SIR SAMP. None of old Foresight's sibyls ever uttered such a truth. Odsbud, you have won my heart; I hate a wit: I had a son that was spoiled among 'em, a good hopeful lad, till he learned to be a wit; and might have risen in the state. But, a pox on't, his wit run him out of his money, and now his poverty has run him out of his wits.

ANG. Sir Sampson, as your friend, I must tell you you are very much abused in that matter: he's no more mad than you are.

SIR SAMP. How, madam!

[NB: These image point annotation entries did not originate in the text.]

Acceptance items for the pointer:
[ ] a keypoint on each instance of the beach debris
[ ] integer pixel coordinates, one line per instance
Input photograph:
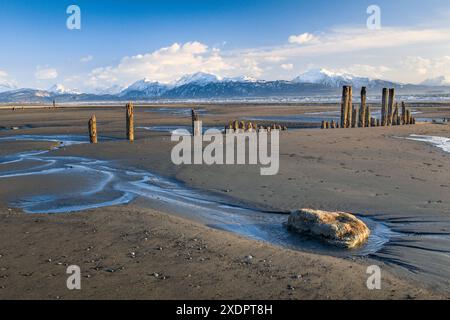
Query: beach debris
(344, 106)
(93, 129)
(130, 121)
(337, 228)
(248, 259)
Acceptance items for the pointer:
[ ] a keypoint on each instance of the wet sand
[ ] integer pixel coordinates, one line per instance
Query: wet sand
(371, 172)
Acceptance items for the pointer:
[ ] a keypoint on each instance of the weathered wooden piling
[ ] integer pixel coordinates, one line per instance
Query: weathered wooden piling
(236, 125)
(391, 103)
(196, 127)
(395, 115)
(344, 106)
(368, 116)
(403, 113)
(130, 121)
(333, 124)
(384, 106)
(354, 116)
(93, 129)
(350, 107)
(362, 108)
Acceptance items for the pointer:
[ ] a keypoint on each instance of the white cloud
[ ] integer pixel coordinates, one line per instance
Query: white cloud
(302, 38)
(45, 73)
(87, 58)
(170, 63)
(375, 54)
(287, 66)
(6, 83)
(428, 67)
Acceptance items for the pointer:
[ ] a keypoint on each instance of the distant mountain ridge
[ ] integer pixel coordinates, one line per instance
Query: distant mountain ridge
(318, 82)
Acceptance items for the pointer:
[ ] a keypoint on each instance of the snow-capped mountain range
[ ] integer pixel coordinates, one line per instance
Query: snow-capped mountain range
(318, 82)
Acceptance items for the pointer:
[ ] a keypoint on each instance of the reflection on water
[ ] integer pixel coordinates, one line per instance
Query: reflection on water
(176, 111)
(99, 184)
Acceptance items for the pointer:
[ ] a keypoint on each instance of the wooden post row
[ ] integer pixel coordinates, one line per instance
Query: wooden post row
(130, 121)
(93, 129)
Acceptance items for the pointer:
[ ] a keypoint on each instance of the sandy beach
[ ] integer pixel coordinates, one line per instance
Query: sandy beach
(149, 248)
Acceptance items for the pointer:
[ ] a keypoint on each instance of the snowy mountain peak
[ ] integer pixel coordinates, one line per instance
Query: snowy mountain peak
(199, 78)
(240, 79)
(438, 81)
(60, 89)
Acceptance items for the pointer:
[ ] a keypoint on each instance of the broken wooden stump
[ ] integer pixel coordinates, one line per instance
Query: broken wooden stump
(362, 108)
(344, 106)
(384, 106)
(390, 106)
(354, 116)
(130, 121)
(350, 107)
(93, 129)
(368, 117)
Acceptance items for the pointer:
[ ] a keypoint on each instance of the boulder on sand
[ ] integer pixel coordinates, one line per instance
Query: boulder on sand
(337, 228)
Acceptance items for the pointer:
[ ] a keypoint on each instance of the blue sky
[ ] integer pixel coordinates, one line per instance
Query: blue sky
(123, 41)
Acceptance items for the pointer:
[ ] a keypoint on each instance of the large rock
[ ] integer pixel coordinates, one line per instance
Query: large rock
(337, 228)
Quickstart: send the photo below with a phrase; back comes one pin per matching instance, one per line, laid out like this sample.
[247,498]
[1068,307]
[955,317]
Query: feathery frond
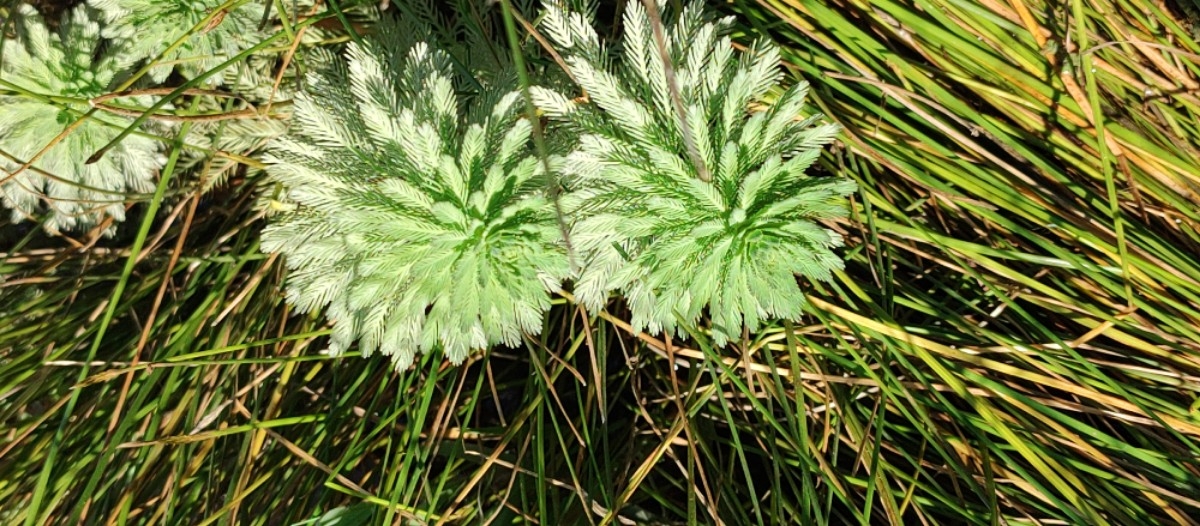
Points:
[420,222]
[46,81]
[646,221]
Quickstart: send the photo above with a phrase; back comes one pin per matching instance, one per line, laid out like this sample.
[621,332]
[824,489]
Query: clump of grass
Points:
[989,354]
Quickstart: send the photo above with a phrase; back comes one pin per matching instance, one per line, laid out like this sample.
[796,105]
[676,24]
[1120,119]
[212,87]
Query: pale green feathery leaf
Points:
[645,221]
[46,81]
[420,221]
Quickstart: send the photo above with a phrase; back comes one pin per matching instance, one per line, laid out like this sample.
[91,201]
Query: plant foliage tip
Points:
[420,220]
[646,221]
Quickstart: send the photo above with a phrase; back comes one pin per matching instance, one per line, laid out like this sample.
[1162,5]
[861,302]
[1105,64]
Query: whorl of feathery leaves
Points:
[46,79]
[147,28]
[420,221]
[648,222]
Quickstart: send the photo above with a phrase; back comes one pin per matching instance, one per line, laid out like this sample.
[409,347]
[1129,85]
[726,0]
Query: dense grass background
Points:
[1014,339]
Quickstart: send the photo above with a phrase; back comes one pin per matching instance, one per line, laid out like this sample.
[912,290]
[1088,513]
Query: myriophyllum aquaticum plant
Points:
[148,28]
[683,199]
[46,82]
[419,221]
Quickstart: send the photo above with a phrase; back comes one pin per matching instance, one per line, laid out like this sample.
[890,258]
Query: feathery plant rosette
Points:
[148,28]
[46,81]
[724,226]
[419,222]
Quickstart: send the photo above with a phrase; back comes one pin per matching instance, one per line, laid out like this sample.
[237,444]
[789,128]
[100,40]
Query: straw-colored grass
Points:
[1013,341]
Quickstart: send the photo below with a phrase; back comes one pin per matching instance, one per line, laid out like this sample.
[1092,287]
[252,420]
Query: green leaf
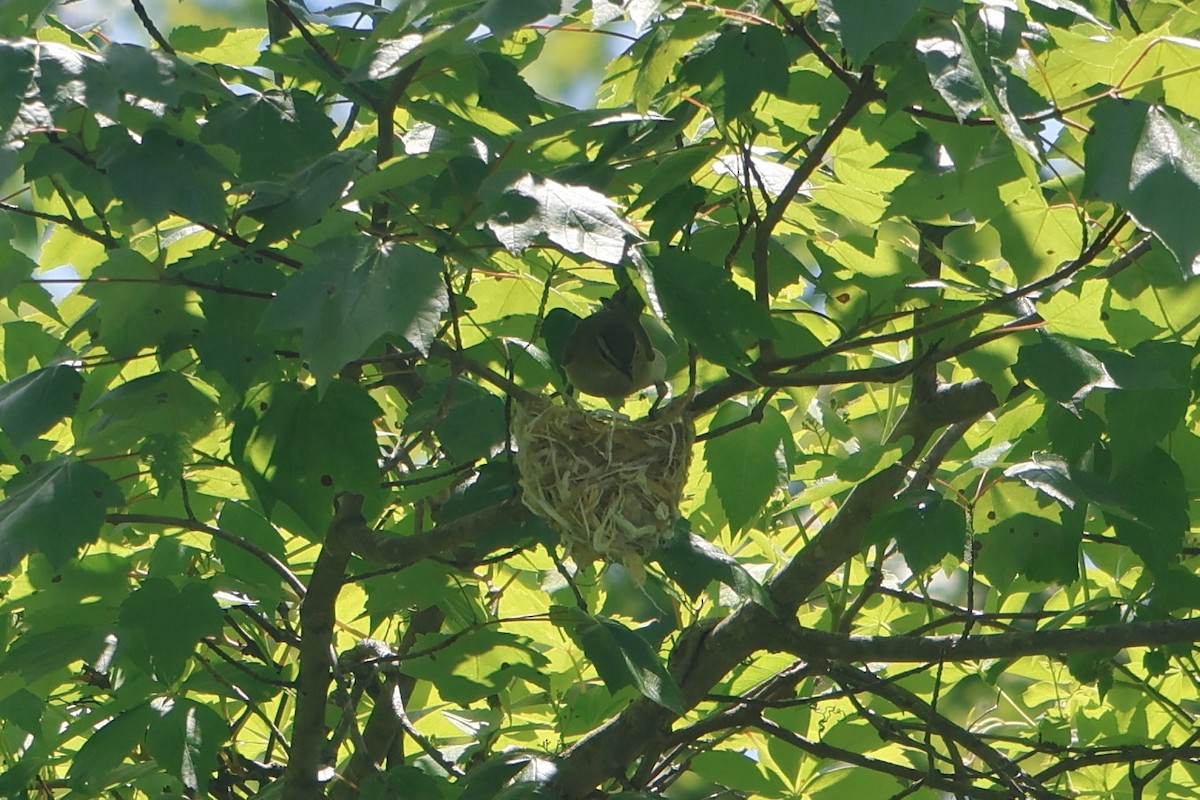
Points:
[185,739]
[298,447]
[503,17]
[1143,158]
[621,656]
[1151,495]
[970,80]
[469,421]
[1048,474]
[472,667]
[925,528]
[355,293]
[705,307]
[694,563]
[577,218]
[165,624]
[304,198]
[274,133]
[754,59]
[55,507]
[863,25]
[159,404]
[748,463]
[35,655]
[167,174]
[137,305]
[1030,546]
[1065,371]
[31,403]
[258,578]
[93,767]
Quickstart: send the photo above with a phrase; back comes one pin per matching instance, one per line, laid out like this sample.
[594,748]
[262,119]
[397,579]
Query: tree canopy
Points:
[923,274]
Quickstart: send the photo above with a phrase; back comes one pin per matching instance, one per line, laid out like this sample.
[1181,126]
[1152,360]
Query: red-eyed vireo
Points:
[609,354]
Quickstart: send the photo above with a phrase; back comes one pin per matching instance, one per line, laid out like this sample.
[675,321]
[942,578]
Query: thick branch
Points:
[1008,770]
[317,618]
[708,654]
[927,649]
[925,777]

Would I could prove it.

ANG. I can tell you how that may be done. But it is a thing that would make me appear to be too much concerned in your affairs.

SIR SAMP. Odsbud, I believe she likes me. [Aside.] Ah, madam, all my affairs are scarce worthy to be laid at your feet; and I wish, madam, they were in a better posture, that I might make a more becoming offer to a lady of your incomparable beauty and merit. If I had Peru in one hand, and Mexico in t'other, and the Eastern Empire under my feet, it would make me only a more glorious victim to be offered at the shrine of your beauty.

ANG. Bless me, Sir Sampson, what's the matter?

SIR SAMP. Odd, madam, I love you. And if you would take my advice in a husband -

ANG. Hold, hold, Sir Sampson. I asked your advice for a husband, and you are giving me your consent. I was indeed thinking to propose something like it in jest, to satisfy you about Valentine: for if a match were seemingly carried on between you and me, it would oblige him to throw off his disguise of madness, in apprehension of losing me: for you know he has long pretended a passion for me.

SIR SAMP. Gadzooks, a most ingenious contrivance--if we were to go through with it. But why must the match only be seemingly carried on? Odd, let it be a real contract.

ANG. Oh, fie, Sir Sampson, what would the world say?

SIR SAMP. Say? They would say you were a wise woman and I a happy man. Odd, madam, I'll love you as long as I live, and leave you a good jointure when I die.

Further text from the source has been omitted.